Herta Securityは顔認識を行う会社である。当然、顔認識にはディープラーニングを使っており、顔の画像から性別、年齢、人種などを認識する。

GTCの展示会場は、夕方のHappy Hourになるとビールやワイン、ウイスキーなどを出すブースがオープンし、GTCのバッジと一緒に配られた飲み物券を出すと好きな飲み物がもらえる。Hertaは、それらのブースとは別に、YOU Barというブースを出していた。YOU Barの看板には、Pre Compiled Drinkとして、Herta My Heart(Bloody Mary)、The George Jetson(Gin and Tonic)、El Quadro(The Margarita)、NVIDIA Toolkit(Screw Driver)という名前が並んでいる。それ以外のカクテルや、ビールやワイン、ソフトドリンクもある。

YOU Barでは、最初に顔をスキャンして記憶すると、次からは、なじみ客として前に注文した飲み物が言わなくても自動的に出てくる。顔認識さえできれば、それ以外には大して難しい技術は必要ないと思われるが、印象に残るデモである。

展示会場のHertaのブース

YOU Barの看板

Herta Securityのシステムは、ビデオをデコードして、その中から顔を見つけて前処理を行う。その結果をDNN(Deep Neural Network)で処理して結果を出すという構造になっている。Hertaのシステムは、これらの処理をすべてローカルで行っている。

しかし、顔の切り出しをDNNでやろうとすると、640×480画素のイメージを処理するには、Tesla K20を使ってもCNN2のソフトカスケードでは15fps(フレーム/秒)かかり、GTX760を使ってHOGとDNNでは0.7fpsと非常に時間がかかる。

これでは4K画像を、消費電力に制限のあるTegra X1でリアルタイムに処理することはできない。このため、HertaはカスタムのCUDAカーネルをカスケードにして使うという方法を開発した。この方法では3840×2160画素のイメージを、Tegra X1では最大30fps、Quadro K2200を使えば最大150fpsで処理できる。

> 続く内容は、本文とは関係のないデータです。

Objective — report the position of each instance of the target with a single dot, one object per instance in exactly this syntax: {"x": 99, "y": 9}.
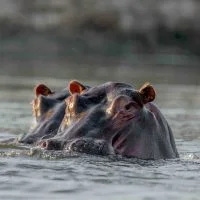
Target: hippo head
{"x": 48, "y": 111}
{"x": 119, "y": 118}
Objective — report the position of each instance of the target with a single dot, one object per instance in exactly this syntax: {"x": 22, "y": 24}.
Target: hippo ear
{"x": 147, "y": 92}
{"x": 76, "y": 87}
{"x": 42, "y": 89}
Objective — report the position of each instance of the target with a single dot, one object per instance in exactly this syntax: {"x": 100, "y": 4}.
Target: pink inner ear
{"x": 42, "y": 90}
{"x": 76, "y": 87}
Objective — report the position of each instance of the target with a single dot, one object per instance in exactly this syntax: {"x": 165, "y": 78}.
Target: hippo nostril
{"x": 127, "y": 107}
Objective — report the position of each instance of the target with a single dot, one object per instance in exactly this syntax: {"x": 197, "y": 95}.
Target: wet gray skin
{"x": 114, "y": 118}
{"x": 49, "y": 110}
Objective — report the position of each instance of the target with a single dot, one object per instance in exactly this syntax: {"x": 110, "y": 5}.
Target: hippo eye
{"x": 131, "y": 104}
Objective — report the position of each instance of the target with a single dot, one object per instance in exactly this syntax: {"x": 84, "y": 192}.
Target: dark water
{"x": 31, "y": 174}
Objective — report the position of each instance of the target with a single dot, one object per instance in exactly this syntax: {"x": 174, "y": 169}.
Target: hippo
{"x": 114, "y": 119}
{"x": 48, "y": 112}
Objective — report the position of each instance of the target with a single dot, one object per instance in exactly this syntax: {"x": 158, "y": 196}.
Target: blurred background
{"x": 94, "y": 41}
{"x": 99, "y": 40}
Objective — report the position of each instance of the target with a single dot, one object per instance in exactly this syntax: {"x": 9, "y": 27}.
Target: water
{"x": 32, "y": 174}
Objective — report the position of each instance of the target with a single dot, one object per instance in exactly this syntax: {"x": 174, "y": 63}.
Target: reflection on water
{"x": 32, "y": 174}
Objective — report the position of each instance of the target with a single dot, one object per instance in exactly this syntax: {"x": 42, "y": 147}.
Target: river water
{"x": 27, "y": 173}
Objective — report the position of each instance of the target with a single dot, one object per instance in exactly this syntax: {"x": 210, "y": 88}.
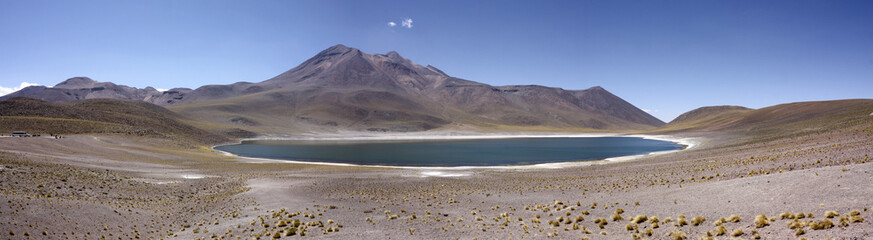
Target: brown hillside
{"x": 783, "y": 118}
{"x": 98, "y": 116}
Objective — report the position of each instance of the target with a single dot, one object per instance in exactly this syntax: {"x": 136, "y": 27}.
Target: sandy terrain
{"x": 89, "y": 187}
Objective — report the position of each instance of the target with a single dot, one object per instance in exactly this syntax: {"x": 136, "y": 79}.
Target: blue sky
{"x": 666, "y": 57}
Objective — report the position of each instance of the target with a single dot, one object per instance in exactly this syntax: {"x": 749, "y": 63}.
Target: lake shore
{"x": 719, "y": 175}
{"x": 375, "y": 138}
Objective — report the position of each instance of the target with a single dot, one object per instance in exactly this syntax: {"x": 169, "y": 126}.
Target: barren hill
{"x": 790, "y": 117}
{"x": 98, "y": 116}
{"x": 345, "y": 88}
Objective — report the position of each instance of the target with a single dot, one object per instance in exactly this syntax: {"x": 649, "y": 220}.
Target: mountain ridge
{"x": 345, "y": 88}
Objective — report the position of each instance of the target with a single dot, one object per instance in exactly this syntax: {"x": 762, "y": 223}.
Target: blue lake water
{"x": 449, "y": 153}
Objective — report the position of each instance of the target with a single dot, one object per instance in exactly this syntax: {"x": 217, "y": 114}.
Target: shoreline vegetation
{"x": 795, "y": 171}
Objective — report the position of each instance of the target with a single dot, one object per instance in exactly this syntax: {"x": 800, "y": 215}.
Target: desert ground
{"x": 728, "y": 185}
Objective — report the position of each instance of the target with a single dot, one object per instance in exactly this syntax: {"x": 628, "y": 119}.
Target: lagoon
{"x": 451, "y": 153}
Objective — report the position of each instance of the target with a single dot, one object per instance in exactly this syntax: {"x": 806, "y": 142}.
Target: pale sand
{"x": 158, "y": 188}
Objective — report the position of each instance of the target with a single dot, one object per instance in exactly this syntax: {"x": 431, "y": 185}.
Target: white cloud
{"x": 407, "y": 22}
{"x": 8, "y": 90}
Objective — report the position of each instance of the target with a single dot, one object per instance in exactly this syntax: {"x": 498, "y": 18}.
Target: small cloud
{"x": 407, "y": 23}
{"x": 7, "y": 90}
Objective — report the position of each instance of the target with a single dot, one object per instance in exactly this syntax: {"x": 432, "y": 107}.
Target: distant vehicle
{"x": 20, "y": 134}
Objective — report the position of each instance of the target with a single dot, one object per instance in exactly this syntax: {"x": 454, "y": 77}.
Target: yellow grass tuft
{"x": 761, "y": 221}
{"x": 737, "y": 232}
{"x": 720, "y": 230}
{"x": 821, "y": 225}
{"x": 677, "y": 235}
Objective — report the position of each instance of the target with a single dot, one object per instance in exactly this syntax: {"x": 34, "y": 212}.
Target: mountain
{"x": 790, "y": 117}
{"x": 99, "y": 116}
{"x": 345, "y": 88}
{"x": 80, "y": 88}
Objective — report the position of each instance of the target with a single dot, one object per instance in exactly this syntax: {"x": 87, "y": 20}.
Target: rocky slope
{"x": 345, "y": 88}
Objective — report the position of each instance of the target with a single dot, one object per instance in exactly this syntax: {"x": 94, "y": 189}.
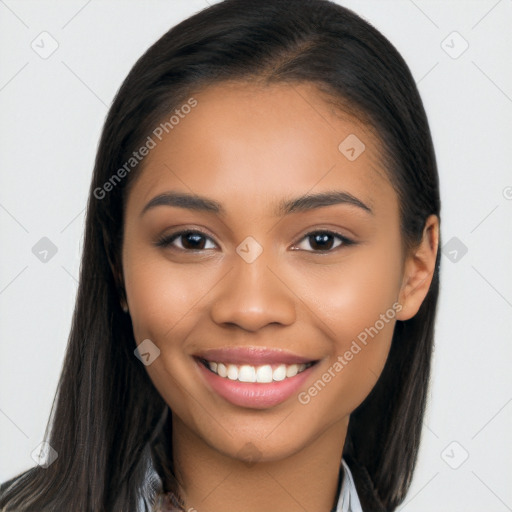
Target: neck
{"x": 213, "y": 482}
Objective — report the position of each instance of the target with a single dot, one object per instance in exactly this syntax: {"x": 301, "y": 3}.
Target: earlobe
{"x": 419, "y": 270}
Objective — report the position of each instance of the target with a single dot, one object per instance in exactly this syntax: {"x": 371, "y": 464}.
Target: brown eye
{"x": 187, "y": 241}
{"x": 324, "y": 241}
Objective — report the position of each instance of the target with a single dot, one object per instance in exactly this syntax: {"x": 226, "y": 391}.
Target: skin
{"x": 248, "y": 147}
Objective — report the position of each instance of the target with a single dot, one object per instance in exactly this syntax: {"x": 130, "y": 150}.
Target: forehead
{"x": 249, "y": 145}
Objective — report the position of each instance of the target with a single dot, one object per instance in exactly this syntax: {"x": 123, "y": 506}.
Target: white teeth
{"x": 292, "y": 370}
{"x": 247, "y": 373}
{"x": 232, "y": 372}
{"x": 279, "y": 373}
{"x": 262, "y": 374}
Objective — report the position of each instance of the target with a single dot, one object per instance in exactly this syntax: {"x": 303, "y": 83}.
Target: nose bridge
{"x": 251, "y": 295}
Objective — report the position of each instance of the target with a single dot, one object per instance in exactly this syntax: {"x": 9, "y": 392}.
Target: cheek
{"x": 357, "y": 305}
{"x": 162, "y": 296}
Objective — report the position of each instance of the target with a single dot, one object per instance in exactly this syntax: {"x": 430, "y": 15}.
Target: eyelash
{"x": 167, "y": 240}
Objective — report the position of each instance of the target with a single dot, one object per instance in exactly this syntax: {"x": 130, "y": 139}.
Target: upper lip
{"x": 253, "y": 356}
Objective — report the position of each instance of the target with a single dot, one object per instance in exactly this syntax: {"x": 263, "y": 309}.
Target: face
{"x": 288, "y": 272}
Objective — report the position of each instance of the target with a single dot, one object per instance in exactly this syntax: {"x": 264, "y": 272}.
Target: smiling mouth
{"x": 263, "y": 374}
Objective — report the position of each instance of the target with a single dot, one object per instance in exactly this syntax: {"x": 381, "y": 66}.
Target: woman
{"x": 254, "y": 322}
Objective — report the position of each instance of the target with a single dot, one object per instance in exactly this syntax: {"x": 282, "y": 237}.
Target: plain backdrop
{"x": 52, "y": 110}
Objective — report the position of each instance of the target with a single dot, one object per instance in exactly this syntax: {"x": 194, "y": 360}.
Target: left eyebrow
{"x": 284, "y": 207}
{"x": 312, "y": 201}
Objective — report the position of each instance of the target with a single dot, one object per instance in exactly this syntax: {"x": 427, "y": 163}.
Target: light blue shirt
{"x": 348, "y": 500}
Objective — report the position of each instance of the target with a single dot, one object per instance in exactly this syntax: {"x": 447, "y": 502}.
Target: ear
{"x": 418, "y": 270}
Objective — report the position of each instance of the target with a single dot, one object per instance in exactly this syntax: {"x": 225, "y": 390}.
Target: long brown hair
{"x": 108, "y": 422}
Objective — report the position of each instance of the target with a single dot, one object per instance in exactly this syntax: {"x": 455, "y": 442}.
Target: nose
{"x": 251, "y": 296}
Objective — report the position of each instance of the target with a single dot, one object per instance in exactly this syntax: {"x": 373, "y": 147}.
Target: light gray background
{"x": 52, "y": 110}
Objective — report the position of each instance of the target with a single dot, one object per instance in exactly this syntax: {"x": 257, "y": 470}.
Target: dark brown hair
{"x": 108, "y": 422}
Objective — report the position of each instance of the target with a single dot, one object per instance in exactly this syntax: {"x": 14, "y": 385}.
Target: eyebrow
{"x": 285, "y": 207}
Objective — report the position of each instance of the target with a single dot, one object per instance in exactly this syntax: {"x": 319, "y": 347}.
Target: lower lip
{"x": 254, "y": 394}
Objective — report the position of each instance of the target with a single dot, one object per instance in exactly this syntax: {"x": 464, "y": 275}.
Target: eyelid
{"x": 167, "y": 240}
{"x": 345, "y": 240}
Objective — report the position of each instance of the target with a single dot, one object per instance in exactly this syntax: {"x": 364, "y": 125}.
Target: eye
{"x": 324, "y": 241}
{"x": 187, "y": 241}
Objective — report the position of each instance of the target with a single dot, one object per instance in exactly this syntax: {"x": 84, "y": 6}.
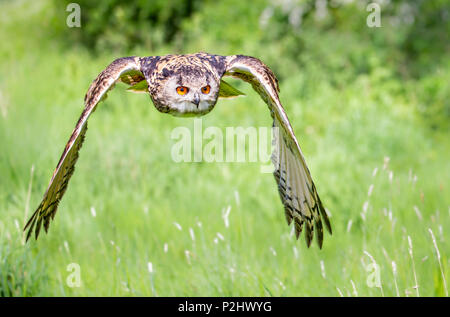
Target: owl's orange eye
{"x": 206, "y": 89}
{"x": 181, "y": 90}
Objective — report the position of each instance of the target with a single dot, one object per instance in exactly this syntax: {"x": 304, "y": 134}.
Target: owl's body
{"x": 190, "y": 85}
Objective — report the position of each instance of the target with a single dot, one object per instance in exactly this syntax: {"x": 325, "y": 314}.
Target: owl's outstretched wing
{"x": 295, "y": 185}
{"x": 127, "y": 70}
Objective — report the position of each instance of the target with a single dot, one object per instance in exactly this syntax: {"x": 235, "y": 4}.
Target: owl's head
{"x": 186, "y": 91}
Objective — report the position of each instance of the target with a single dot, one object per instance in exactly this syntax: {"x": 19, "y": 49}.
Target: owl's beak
{"x": 196, "y": 100}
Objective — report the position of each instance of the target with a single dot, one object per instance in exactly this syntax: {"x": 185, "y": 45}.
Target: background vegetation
{"x": 370, "y": 107}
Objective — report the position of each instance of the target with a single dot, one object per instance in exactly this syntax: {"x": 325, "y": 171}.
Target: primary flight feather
{"x": 189, "y": 85}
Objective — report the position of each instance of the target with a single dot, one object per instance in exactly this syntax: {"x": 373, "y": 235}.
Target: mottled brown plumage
{"x": 158, "y": 76}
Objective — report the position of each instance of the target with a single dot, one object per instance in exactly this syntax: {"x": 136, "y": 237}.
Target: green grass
{"x": 125, "y": 172}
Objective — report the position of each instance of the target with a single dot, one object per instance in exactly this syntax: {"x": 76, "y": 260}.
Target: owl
{"x": 190, "y": 85}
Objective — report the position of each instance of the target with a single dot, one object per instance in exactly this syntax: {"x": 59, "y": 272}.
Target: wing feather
{"x": 125, "y": 69}
{"x": 295, "y": 185}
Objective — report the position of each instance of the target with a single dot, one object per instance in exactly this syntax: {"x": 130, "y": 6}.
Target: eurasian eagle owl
{"x": 190, "y": 85}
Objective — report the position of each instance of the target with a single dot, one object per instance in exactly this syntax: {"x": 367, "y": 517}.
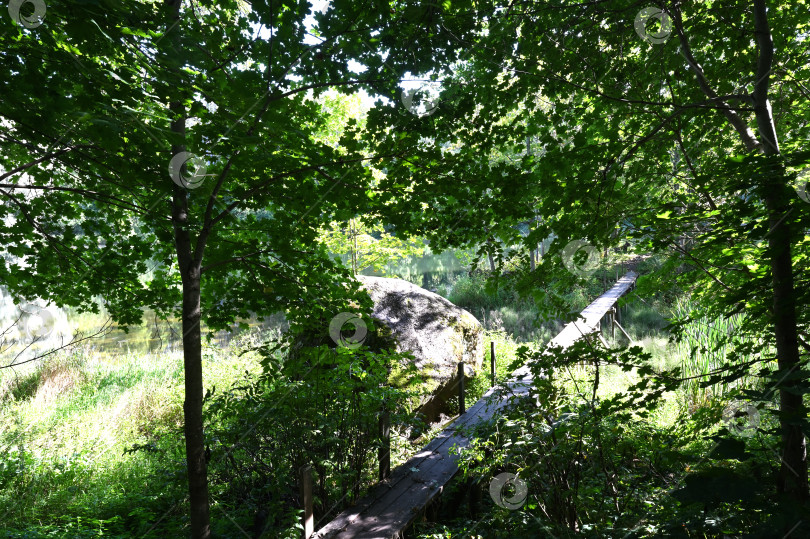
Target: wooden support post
{"x": 461, "y": 406}
{"x": 492, "y": 361}
{"x": 613, "y": 323}
{"x": 306, "y": 500}
{"x": 623, "y": 331}
{"x": 384, "y": 453}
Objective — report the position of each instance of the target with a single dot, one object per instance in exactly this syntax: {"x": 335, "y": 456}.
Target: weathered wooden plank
{"x": 393, "y": 504}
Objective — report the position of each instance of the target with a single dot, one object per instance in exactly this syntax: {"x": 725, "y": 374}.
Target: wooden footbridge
{"x": 394, "y": 503}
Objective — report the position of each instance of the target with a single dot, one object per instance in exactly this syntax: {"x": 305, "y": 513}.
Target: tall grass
{"x": 704, "y": 348}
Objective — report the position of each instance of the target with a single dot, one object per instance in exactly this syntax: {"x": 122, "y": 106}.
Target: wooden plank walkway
{"x": 395, "y": 503}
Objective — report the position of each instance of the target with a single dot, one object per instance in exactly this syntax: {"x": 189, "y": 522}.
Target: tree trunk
{"x": 190, "y": 272}
{"x": 792, "y": 479}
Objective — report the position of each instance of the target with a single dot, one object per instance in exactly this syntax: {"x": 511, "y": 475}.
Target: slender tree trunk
{"x": 190, "y": 272}
{"x": 792, "y": 479}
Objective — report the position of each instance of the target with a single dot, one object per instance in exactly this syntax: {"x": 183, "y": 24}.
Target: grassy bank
{"x": 91, "y": 443}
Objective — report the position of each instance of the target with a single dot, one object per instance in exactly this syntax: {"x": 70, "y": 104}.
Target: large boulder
{"x": 437, "y": 333}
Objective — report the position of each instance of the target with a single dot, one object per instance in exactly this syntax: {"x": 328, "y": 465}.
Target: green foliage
{"x": 367, "y": 247}
{"x": 320, "y": 407}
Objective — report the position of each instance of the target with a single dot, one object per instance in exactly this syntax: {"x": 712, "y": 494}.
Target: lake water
{"x": 34, "y": 328}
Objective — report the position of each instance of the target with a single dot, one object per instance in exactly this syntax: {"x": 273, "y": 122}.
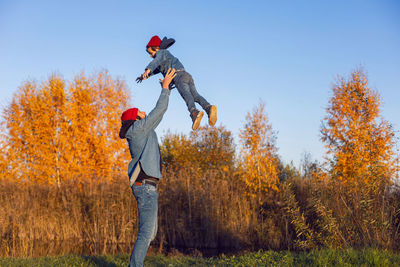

Hertaは、ビデオ画像から顔を検出し、目尻、口角などの特徴点を見つけて、目の位置を一定にする処理をCUDAで書いた専用のカーネルで処理している。さらに、CUDAカーネルで顔の向きを正面に向ける処理を行ってから、DNNの認識に入力している。

この正面に向ける処理であるが、次の図の青線は目の位置の一定化までの前処理後にDNNに入力した場合の認識率で、赤線は正面を向ける処理を追加した場合の認識率である。この図に見られるように正面化を行うと、誤認識の率が半分以下になり、学習に必要な時間も1/3になっている。これがHertaがTegra TX1という消費電力が低い小型のGPUでも高速の顔認識が実現できている理由である。

つまり、大きなDNNを使って顔の切り出しから認識までのすべての処理をやらせるより、効率的な前処理と8~15層程度の比較的小さなDNNを組みわせる方が良いという。